FAMERP/HB - Faculdade de Medicina de São José do Rio Preto - Hospital de Base (SP) — Prova 2024
Mulher de 20 anos, previamente hígida, comparece ao atendimento de emergência com queixa de dor abdominal localizada em região epigástrica e em hipocôndrio direito, do tipo cólica, intermitente, desencadeada após a ingestão de alimentos ricos em gorduras e/ou doces, associada a náuseas, com início há aproximadamente 8 meses e com piora há 5 dias, quando percebeu também coloração amarelada da pele e dos olhos. Refere ainda 1 episódio de febre aferida em 38ºC, que cessou após uso de dipirona. Ao exame físico, apresenta-se em bom estado geral, desidratada (1+/4+), ictérica (2+/4+), FC = 72 bpm, PA = 100 x 60 mmHg, abdome plano, flácido, doloroso a palpação profunda do hipocôndrio direito, sinal de Murphy negativo. Realizou exames laboratoriais: Leucograma = 13600/mm³ (60% de segmentados); Proteína C Reativa = 3,0 mg/dl; Bilirrubina total = 6,0 mg/dl, Bilirrubina direta = 4,8 mg/dl. Ultrassonografia do abdome mostra presença de colelitíase, associada a dilatação das vias biliares intra e extra-hepáticas, com imagem hiperecogênica medindo 8mm localizada no colédoco distal. Considerando-se os critérios estabelecidos pelo Guideline de Tóquio 2018, assinale a alternativa que indica o provável diagnóstico e a conduta terapêutica mais adequada:
Colangite Tóquio II = 2 critérios de gravidade (leucocitose >12k, BT >5, febre >39, idade >75, albumina <2.8). Conduta: CPRE.

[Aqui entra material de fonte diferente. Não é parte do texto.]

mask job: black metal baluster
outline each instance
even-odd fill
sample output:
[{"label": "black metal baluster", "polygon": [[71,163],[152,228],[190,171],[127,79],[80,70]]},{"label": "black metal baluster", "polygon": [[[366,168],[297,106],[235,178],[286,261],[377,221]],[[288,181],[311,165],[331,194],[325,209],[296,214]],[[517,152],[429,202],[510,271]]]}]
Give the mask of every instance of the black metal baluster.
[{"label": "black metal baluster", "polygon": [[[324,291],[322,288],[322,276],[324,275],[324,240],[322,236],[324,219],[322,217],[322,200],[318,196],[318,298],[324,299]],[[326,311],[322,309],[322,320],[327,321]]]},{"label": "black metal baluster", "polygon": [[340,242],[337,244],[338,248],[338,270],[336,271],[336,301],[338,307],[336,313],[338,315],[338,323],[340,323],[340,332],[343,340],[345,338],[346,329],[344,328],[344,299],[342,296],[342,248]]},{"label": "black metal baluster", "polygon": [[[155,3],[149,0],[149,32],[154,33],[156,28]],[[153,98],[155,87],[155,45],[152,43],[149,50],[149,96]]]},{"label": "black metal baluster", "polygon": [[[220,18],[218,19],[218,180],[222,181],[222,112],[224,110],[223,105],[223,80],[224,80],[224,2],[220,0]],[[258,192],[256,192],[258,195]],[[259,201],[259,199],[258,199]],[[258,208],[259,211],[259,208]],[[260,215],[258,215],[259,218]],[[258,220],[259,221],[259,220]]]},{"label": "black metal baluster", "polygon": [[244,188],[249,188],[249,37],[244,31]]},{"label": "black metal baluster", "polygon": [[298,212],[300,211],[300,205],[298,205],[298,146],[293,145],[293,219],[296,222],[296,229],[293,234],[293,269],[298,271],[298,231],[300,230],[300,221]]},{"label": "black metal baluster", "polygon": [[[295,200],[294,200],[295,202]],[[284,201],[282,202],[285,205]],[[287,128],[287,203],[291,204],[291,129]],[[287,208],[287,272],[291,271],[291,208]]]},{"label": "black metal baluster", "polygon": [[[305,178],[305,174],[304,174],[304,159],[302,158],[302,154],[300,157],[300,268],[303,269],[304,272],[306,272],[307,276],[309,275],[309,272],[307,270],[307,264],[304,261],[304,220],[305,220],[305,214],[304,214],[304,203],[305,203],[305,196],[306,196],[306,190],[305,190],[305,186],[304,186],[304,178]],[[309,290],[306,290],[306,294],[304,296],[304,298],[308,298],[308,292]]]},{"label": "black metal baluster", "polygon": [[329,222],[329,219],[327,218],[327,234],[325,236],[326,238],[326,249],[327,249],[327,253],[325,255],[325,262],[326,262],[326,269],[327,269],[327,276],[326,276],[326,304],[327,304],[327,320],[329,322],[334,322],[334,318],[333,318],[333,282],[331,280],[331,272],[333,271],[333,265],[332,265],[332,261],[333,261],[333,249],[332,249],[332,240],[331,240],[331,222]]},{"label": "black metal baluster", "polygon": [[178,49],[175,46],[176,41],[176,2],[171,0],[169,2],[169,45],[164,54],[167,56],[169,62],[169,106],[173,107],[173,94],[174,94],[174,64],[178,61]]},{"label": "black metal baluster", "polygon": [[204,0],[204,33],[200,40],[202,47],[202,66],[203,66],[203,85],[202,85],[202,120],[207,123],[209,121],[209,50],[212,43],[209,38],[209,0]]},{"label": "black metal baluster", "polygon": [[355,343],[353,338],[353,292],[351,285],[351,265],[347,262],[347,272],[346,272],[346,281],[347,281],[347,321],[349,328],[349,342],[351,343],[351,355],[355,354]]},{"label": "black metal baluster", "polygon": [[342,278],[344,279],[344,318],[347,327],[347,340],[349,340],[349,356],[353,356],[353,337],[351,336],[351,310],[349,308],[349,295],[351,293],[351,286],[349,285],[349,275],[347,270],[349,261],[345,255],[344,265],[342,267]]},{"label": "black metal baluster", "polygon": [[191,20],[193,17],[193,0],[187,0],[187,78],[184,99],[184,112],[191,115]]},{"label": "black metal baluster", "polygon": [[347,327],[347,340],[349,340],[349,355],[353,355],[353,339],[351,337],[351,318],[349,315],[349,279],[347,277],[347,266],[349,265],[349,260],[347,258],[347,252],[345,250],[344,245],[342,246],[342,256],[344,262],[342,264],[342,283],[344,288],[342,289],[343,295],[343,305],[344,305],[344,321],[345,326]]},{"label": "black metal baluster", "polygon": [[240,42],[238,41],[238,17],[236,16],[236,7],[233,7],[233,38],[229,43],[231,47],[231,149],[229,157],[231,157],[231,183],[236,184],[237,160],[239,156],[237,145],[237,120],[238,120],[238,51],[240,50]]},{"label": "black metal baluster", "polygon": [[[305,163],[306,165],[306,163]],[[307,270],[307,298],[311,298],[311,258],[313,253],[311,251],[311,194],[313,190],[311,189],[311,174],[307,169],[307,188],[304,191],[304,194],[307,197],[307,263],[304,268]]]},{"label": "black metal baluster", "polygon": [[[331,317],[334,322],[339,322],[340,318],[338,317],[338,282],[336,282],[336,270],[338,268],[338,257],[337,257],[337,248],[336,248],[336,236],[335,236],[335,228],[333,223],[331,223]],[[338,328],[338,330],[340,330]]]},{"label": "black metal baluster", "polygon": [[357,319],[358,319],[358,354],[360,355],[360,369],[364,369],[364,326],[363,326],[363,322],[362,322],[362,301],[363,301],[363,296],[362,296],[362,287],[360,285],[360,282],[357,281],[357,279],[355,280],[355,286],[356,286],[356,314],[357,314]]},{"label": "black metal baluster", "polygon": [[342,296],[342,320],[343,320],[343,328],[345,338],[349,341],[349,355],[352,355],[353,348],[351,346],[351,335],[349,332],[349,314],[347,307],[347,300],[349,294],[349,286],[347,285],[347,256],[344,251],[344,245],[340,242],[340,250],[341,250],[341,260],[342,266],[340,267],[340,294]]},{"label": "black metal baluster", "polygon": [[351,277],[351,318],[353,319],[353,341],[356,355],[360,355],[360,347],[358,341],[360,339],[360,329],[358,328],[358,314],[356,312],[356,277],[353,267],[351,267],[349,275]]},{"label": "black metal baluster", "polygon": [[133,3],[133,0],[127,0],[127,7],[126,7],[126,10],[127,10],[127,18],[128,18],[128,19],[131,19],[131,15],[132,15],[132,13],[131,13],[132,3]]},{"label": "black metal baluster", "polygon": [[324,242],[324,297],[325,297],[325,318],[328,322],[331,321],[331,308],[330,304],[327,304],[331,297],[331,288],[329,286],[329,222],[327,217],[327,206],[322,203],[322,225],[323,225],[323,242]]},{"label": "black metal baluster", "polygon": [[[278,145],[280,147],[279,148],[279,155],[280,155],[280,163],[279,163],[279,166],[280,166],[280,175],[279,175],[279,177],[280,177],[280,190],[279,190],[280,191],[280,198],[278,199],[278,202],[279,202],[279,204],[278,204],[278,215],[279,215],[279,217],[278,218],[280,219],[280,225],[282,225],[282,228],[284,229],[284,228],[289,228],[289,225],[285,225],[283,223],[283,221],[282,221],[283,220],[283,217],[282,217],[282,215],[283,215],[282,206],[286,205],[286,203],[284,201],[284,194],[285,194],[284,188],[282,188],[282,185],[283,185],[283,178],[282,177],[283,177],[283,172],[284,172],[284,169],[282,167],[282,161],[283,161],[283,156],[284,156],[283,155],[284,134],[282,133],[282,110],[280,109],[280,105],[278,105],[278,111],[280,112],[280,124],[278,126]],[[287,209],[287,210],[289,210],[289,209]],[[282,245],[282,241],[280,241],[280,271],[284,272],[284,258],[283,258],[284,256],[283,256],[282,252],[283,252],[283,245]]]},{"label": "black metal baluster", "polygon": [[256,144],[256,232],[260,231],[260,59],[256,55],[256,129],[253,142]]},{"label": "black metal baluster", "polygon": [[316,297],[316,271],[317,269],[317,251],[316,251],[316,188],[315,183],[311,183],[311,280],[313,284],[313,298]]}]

A paciente apresenta critérios para colangite aguda (inflamação sistêmica, colestase e imagem de obstrução biliar). A presença de leucocitose (>12.000) e bilirrubina total > 5 mg/dL a classifica como Colangite Grau II (moderada) pelos Critérios de Tóquio 2018. A conduta mais adequada é a drenagem biliar por CPRE, além de antibioticoterapia.

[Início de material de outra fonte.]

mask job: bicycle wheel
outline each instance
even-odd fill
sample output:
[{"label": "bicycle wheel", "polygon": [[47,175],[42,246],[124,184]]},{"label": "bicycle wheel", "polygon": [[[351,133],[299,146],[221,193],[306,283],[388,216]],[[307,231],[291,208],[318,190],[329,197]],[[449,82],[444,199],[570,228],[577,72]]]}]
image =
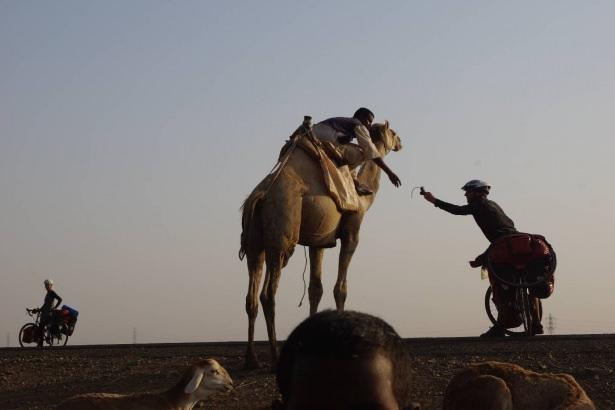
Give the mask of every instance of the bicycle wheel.
[{"label": "bicycle wheel", "polygon": [[[489,317],[489,320],[492,324],[495,325],[497,323],[498,309],[493,302],[492,294],[493,290],[491,289],[491,286],[489,286],[487,288],[487,292],[485,292],[485,310],[487,311],[487,316]],[[505,329],[504,332],[506,332],[506,334],[509,336],[523,336],[526,333],[523,326],[515,327],[512,329]]]},{"label": "bicycle wheel", "polygon": [[[27,341],[24,341],[24,333],[26,332],[30,333],[30,335],[26,337],[27,340],[30,340],[29,343]],[[19,329],[19,346],[27,347],[31,345],[36,346],[36,324],[26,323],[21,327],[21,329]]]},{"label": "bicycle wheel", "polygon": [[492,293],[493,291],[491,290],[491,286],[489,286],[487,288],[487,292],[485,292],[485,310],[487,311],[487,316],[489,317],[489,320],[491,320],[491,323],[495,325],[497,322],[497,319],[493,315],[493,312],[497,313],[497,308],[495,307],[495,304],[493,303],[493,299],[491,298]]}]

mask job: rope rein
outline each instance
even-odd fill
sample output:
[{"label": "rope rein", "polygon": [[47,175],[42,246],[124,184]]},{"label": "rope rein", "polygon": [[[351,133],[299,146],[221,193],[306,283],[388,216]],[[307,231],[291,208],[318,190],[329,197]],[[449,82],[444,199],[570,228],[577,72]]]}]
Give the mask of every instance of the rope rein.
[{"label": "rope rein", "polygon": [[303,265],[303,296],[301,296],[301,300],[299,301],[299,306],[297,307],[301,307],[301,305],[303,305],[303,298],[305,298],[305,290],[306,290],[306,284],[305,284],[305,271],[307,270],[307,253],[305,250],[305,246],[303,246],[303,257],[305,258],[305,265]]}]

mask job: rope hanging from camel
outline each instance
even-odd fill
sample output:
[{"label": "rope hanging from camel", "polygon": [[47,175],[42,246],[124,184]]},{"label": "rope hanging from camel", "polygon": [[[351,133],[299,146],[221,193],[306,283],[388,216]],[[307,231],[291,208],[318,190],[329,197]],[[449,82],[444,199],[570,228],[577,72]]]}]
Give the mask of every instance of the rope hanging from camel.
[{"label": "rope hanging from camel", "polygon": [[303,298],[305,298],[305,290],[307,288],[307,285],[305,283],[305,271],[307,270],[307,253],[305,250],[305,246],[303,247],[303,256],[305,257],[305,265],[303,265],[303,295],[301,296],[301,300],[299,301],[299,306],[297,307],[301,307],[301,305],[303,305]]}]

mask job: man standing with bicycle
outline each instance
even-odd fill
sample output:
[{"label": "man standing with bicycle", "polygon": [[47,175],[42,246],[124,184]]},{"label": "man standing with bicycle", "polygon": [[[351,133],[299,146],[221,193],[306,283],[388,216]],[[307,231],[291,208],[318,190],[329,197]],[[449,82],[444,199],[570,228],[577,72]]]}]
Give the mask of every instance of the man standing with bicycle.
[{"label": "man standing with bicycle", "polygon": [[[503,236],[517,233],[515,223],[504,213],[502,208],[495,202],[487,199],[491,186],[485,181],[473,179],[467,182],[462,190],[465,191],[465,197],[468,201],[467,205],[453,205],[448,202],[437,199],[431,192],[421,192],[425,200],[431,202],[437,208],[440,208],[453,215],[472,215],[476,224],[485,234],[489,242],[493,243]],[[486,256],[481,254],[473,261],[470,261],[470,266],[478,268],[486,265]],[[497,323],[493,325],[481,337],[504,337],[507,328],[517,327],[521,324],[519,315],[511,311],[508,306],[508,301],[511,297],[511,289],[504,288],[489,272],[489,281],[493,289],[493,302],[498,310]],[[540,315],[538,314],[538,299],[532,297],[532,317],[533,317],[533,334],[542,334],[543,329],[540,324]]]},{"label": "man standing with bicycle", "polygon": [[[41,336],[38,340],[39,347],[43,346],[43,335],[45,334],[43,330],[45,329],[45,326],[47,326],[47,324],[49,324],[49,322],[52,321],[53,310],[57,309],[58,306],[60,306],[60,303],[62,303],[62,298],[58,296],[58,294],[53,289],[51,289],[53,287],[53,280],[45,279],[44,284],[45,284],[45,289],[47,290],[47,294],[45,294],[45,300],[43,302],[43,306],[41,306],[41,319],[40,319],[40,330],[41,331],[39,332]],[[55,306],[53,306],[54,300],[57,300],[57,303]],[[54,326],[56,326],[56,324],[52,322],[50,334],[53,334]]]}]

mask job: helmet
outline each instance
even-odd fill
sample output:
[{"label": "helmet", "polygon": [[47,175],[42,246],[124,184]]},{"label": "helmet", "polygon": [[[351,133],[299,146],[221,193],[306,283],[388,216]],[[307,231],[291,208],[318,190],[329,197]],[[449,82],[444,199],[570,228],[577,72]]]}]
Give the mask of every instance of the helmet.
[{"label": "helmet", "polygon": [[53,285],[53,279],[45,279],[45,286],[51,286]]},{"label": "helmet", "polygon": [[485,181],[481,181],[480,179],[473,179],[466,182],[466,184],[462,186],[461,189],[463,189],[464,191],[483,191],[489,193],[491,185],[489,185]]}]

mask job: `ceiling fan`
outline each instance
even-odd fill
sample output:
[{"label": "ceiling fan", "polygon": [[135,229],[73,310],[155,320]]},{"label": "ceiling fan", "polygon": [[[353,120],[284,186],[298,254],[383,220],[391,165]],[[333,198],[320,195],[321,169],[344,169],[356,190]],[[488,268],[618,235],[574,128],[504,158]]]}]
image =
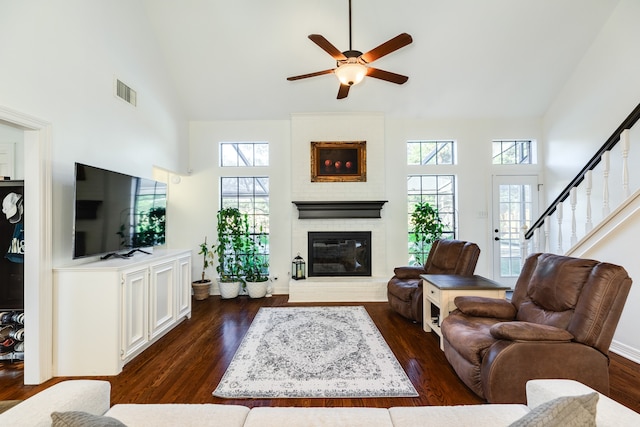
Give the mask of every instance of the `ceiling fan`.
[{"label": "ceiling fan", "polygon": [[309,77],[321,76],[323,74],[334,73],[340,80],[340,88],[338,89],[338,99],[346,98],[349,95],[351,86],[360,83],[365,76],[374,77],[380,80],[386,80],[391,83],[403,84],[409,77],[402,74],[384,71],[379,68],[370,67],[369,64],[376,59],[395,52],[396,50],[410,44],[413,39],[407,33],[402,33],[394,38],[382,43],[380,46],[371,49],[366,53],[359,50],[353,50],[351,47],[351,0],[349,0],[349,50],[340,52],[338,48],[331,44],[320,34],[311,34],[309,39],[320,46],[325,52],[336,60],[336,68],[331,68],[315,73],[302,74],[299,76],[287,77],[287,80],[294,81],[306,79]]}]

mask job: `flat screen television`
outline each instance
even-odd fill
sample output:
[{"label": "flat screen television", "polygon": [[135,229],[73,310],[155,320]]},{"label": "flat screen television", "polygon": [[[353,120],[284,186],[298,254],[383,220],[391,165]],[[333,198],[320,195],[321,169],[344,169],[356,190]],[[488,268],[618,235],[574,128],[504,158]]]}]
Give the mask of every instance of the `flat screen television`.
[{"label": "flat screen television", "polygon": [[76,163],[74,202],[74,259],[128,257],[165,242],[165,183]]}]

A colangite aguda é uma infecção grave das vias biliares, frequentemente associada à obstrução. Sua incidência tem aumentado, e o reconhecimento precoce e manejo adequado são cruciais para prevenir morbimortalidade. A etiologia mais comum é a coledocolitíase, mas estenoses benignas ou malignas também podem causar obstrução e infecção. A apresentação clínica clássica é a tríade de Charcot (febre, dor em hipocôndrio direito e icterícia), embora nem sempre completa, e a pêntade de Reynolds (tríade de Charcot mais hipotensão e alteração do estado mental) indica doença grave. A fisiopatologia envolve a estase biliar e a proliferação bacteriana, geralmente de origem entérica. O diagnóstico é clínico, laboratorial (leucocitose, elevação de PCR, bilirrubinas e enzimas canaliculares) e por imagem (ultrassonografia, tomografia ou ressonância magnética que evidenciam dilatação biliar e/ou a causa da obstrução). Os Critérios de Tóquio 2018 são amplamente utilizados para padronizar o diagnóstico e a classificação da gravidade, o que orienta a conduta terapêutica e o tempo de intervenção. O tratamento da colangite aguda baseia-se em antibioticoterapia de amplo espectro e drenagem biliar. A escolha do antibiótico deve cobrir germes gram-negativos e anaeróbios. A drenagem biliar pode ser realizada por CPRE (preferencial para coledocolitíase), drenagem percutânea ou cirurgia, dependendo da causa e da gravidade. Colangite Grau I pode ser manejada com antibióticos e drenagem eletiva, enquanto Grau II requer drenagem precoce e Grau III exige drenagem de emergência, suporte intensivo e monitorização de disfunção orgânica.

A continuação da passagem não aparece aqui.